La patte Garcia, le combat et l'organisation en plus

Gagner en pratiquant du jeu, précise-t-il toutefois rapidement. De fait, Garcia n'a pas opéré de virage à 180 degrés depuis son arrivée. Troyes recrute toujours des joueurs de ballon, à l'instar du jeune Saïf-Eddine Khaoui arrivé cet été en prêt, en provenance de l'OM. Troyes marque toujours beaucoup de buts : 59 en 2016-2017. Et Troyes s'offre toujours quelques victoires spectaculaires, comme celle acquise à Nice (1-2) le 11 août dernier, avec une qualité de jeu et une organisation saluées jusqu'à Lucien Favre, l'entraîneur du Gym. "A Nice, on a gagné sans gros gabarit mais avec de très bons footballeur", résume l'entraîneur, pas peu fier de son coup.

Mais de virage, il est quand même question. "Il faut parfois changer son fusil d'épaule, abandonner la possession, éclaire-t-il. Et puis, je n'aime pas quand ça joue à la baballe, à 2 à l'heure, sans changement de rythme ni accélération. Le beau jeu, pour moi, c'est aussi ça : apporter les bonnes réponses à une situation donnée, savoir s'adapter selon le moment." Traduction : avec Garcia le pragmatique, l'ESTAC saura aussi bétonner, agir en contres et faire le dos rond quand il y sera contraint.

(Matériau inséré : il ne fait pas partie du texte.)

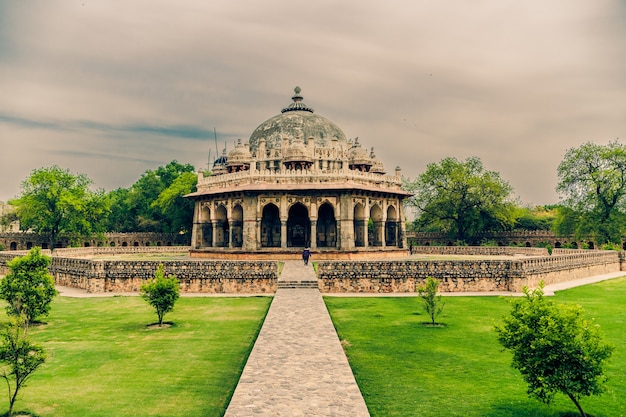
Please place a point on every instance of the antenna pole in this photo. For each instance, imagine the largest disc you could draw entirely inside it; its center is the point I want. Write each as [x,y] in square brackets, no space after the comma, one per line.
[217,152]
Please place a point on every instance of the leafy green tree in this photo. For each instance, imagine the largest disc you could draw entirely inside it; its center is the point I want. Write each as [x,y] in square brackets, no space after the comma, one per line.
[462,199]
[28,288]
[54,201]
[161,292]
[153,203]
[433,303]
[19,358]
[592,179]
[535,218]
[555,348]
[172,204]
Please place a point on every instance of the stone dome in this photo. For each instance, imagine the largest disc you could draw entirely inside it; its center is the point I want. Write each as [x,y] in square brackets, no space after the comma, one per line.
[377,165]
[358,156]
[297,120]
[297,152]
[240,155]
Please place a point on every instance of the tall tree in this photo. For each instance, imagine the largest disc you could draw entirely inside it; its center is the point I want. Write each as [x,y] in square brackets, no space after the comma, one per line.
[462,198]
[137,210]
[555,348]
[28,288]
[54,201]
[172,204]
[19,358]
[592,179]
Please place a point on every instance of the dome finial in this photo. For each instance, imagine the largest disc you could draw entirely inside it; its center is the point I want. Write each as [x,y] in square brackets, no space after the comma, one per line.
[297,104]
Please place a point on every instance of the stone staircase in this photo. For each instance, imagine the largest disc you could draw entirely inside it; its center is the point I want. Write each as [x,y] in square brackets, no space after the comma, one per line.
[297,275]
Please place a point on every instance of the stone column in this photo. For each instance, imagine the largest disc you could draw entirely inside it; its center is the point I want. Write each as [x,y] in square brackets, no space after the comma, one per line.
[283,233]
[383,242]
[214,230]
[196,229]
[367,214]
[345,223]
[313,236]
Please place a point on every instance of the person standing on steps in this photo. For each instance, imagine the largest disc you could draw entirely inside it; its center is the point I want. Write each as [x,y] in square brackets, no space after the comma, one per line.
[306,254]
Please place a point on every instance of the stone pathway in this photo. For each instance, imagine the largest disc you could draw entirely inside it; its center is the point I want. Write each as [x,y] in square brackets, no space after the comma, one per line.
[297,366]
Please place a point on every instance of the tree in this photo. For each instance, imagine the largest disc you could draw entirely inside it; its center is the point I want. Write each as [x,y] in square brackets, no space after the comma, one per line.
[154,202]
[54,201]
[592,179]
[433,303]
[19,357]
[172,204]
[28,288]
[555,348]
[461,198]
[161,293]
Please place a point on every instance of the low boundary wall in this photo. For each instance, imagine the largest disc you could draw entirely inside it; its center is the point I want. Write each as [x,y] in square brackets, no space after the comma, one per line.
[71,267]
[465,275]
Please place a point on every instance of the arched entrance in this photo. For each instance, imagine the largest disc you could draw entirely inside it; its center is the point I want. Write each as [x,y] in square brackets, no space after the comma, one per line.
[376,232]
[205,237]
[391,227]
[237,227]
[326,227]
[360,225]
[222,227]
[298,226]
[270,227]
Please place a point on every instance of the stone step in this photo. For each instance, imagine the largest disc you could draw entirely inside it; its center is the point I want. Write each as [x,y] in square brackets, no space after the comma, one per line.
[297,284]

Parce que c'est, estime-t-il, le meilleur moyen de grappiller des points et de se maintenir en Ligue 1.

Bien décidé à durer à Troyes, Garcia ne tourne donc pas le dos à l'héritage de beau jeu qui est le sien. Mais il veut simplement en redéfinir les contours. "Le beau jeu, c'est le jeu qui gagne, résume-t-il. J'aimerais qu'on retienne de l'ESTAC que c'est une équipe agréable à voir jouer, difficile à manœuvrer et intelligente dans son organisation. Du jeu, du combat et de l'organisation." Sa méthode, associée à la poigne d'un entraîneur reconnu comme un meneur d'hommes, fonctionne pour le moment. Et peut-être que, dans cinq ou dix ans, on retiendra de Garcia qu'il a été celui qui ajouta à l'ADN de Troyes sa rigueur et son sens du collectif.